Em outros casos negativos, as principais empresas e setores alavancaram seu monopólio ou poder de negociação dominante no mercado para pressionar contra as condicionalidades ou exploraram o apoio dos bancos centrais, que tendem a ter menos ou nenhuma condição de impor restrições aos pacotes financeiros. Por exemplo, no Reino Unido, a EasyJet conseguiu acessar £ 600 milhões (US $ 746 milhões) em liquidez do BOE, apesar de ter pago £ 174 milhões em dividendos no mês anterior. E nos EUA, a decisão do Federal Reserve de começar a comprar títulos de alto rendimento mais arriscados alimentou medos de risco moral. Entre os que podem ganhar estão os produtores de óleo de xisto dos EUA, que já eram altamente alavancados e, em geral, pouco lucrativos antes da chegada da pandemia.

Longe de um passo em direção ao controle estatal da economia, os resgates condicionais provaram ser uma ferramenta eficaz para direcionar forças produtivas no interesse de objetivos estratégicos e amplamente compartilhados.

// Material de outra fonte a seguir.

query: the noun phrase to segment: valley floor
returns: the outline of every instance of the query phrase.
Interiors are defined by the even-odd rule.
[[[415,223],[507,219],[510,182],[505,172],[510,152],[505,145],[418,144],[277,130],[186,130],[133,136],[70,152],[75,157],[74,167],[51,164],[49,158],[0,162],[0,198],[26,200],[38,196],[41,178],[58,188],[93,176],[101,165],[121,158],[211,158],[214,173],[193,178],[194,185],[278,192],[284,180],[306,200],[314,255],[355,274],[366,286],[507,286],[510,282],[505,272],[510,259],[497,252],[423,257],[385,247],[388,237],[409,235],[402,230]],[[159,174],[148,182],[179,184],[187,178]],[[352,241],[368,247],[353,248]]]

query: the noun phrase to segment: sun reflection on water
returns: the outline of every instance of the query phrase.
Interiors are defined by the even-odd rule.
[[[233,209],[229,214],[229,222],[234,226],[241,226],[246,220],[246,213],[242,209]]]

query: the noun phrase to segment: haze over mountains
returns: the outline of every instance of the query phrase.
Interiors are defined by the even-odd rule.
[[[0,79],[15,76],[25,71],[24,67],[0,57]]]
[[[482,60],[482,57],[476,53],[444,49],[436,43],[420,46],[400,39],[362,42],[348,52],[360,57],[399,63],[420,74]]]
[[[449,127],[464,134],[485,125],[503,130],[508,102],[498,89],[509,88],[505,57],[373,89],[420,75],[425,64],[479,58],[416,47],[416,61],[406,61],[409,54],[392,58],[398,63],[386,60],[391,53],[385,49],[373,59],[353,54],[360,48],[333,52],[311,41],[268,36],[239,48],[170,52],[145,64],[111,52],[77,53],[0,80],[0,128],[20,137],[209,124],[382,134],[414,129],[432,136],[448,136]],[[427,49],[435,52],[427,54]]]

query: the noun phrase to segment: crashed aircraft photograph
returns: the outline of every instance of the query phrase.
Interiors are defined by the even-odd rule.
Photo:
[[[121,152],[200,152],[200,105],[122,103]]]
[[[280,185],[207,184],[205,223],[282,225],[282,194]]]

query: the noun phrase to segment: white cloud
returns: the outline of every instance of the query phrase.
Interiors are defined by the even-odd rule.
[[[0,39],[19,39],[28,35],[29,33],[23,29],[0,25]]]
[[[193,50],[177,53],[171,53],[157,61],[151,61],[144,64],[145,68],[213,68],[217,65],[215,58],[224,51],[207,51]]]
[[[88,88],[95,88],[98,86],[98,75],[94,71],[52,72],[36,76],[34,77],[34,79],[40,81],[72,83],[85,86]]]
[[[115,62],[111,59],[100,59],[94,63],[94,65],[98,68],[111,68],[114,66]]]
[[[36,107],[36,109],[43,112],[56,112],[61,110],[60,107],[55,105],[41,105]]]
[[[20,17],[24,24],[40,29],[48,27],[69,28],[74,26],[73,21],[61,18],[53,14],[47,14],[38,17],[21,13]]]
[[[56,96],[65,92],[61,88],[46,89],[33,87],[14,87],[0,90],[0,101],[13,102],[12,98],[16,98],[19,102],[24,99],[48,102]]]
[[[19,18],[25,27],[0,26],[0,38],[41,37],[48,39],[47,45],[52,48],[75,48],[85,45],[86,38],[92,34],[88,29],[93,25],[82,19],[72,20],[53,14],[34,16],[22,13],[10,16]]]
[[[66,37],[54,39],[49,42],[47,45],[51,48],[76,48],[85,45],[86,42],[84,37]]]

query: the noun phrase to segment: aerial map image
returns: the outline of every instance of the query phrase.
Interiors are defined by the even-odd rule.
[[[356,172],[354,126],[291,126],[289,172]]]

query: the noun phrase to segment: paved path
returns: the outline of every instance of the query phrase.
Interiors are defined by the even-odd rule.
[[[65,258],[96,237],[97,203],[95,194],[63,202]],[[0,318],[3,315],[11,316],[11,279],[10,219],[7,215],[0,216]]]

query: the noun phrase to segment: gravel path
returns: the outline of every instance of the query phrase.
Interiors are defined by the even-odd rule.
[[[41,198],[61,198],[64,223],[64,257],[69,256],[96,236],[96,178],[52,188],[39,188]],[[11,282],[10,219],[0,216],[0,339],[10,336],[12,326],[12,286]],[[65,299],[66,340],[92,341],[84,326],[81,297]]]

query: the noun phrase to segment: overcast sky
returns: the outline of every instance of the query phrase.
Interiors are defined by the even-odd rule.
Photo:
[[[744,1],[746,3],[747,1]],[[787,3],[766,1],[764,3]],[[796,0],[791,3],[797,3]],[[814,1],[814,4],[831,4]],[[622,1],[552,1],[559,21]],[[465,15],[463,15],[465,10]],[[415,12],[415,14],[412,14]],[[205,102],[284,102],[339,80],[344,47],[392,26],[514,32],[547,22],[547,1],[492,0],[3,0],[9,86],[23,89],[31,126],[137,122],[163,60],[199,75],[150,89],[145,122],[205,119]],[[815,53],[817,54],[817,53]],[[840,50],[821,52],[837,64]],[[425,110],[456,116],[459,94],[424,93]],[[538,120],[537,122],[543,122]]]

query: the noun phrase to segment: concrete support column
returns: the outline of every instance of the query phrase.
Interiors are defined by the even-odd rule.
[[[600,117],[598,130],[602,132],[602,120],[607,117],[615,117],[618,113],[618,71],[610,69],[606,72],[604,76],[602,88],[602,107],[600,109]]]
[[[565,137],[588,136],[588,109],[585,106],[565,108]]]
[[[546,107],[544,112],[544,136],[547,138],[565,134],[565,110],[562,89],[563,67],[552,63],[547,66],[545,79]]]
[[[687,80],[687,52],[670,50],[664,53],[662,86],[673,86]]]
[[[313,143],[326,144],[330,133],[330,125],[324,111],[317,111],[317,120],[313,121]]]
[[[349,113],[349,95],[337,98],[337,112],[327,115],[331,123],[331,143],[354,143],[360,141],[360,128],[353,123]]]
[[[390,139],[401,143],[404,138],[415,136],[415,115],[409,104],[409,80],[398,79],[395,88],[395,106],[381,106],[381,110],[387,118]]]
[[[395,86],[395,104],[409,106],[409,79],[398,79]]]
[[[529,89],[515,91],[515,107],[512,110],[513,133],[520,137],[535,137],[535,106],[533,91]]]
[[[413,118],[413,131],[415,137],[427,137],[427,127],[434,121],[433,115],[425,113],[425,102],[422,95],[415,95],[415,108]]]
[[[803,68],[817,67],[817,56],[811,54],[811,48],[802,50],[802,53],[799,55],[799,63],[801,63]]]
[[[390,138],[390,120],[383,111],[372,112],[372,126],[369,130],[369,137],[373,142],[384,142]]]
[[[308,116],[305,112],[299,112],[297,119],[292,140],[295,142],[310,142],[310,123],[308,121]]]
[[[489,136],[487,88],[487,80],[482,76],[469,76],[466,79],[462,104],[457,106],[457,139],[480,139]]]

Quando projetados e implementados incorretamente, ou totalmente evitados eles podem limitar a capacidade produtiva e permitir que especuladores e especialistas extraiam riqueza para si mesmos. Mas, quando bem executados, eles podem alinhar o comportamento corporativo às necessidades da sociedade, garantindo crescimento sustentável e um melhor relacionamento entre trabalhadores e empresas. Para que a crise não seja desperdiçada, isso deve fazer parte do legado pós-COVID-19.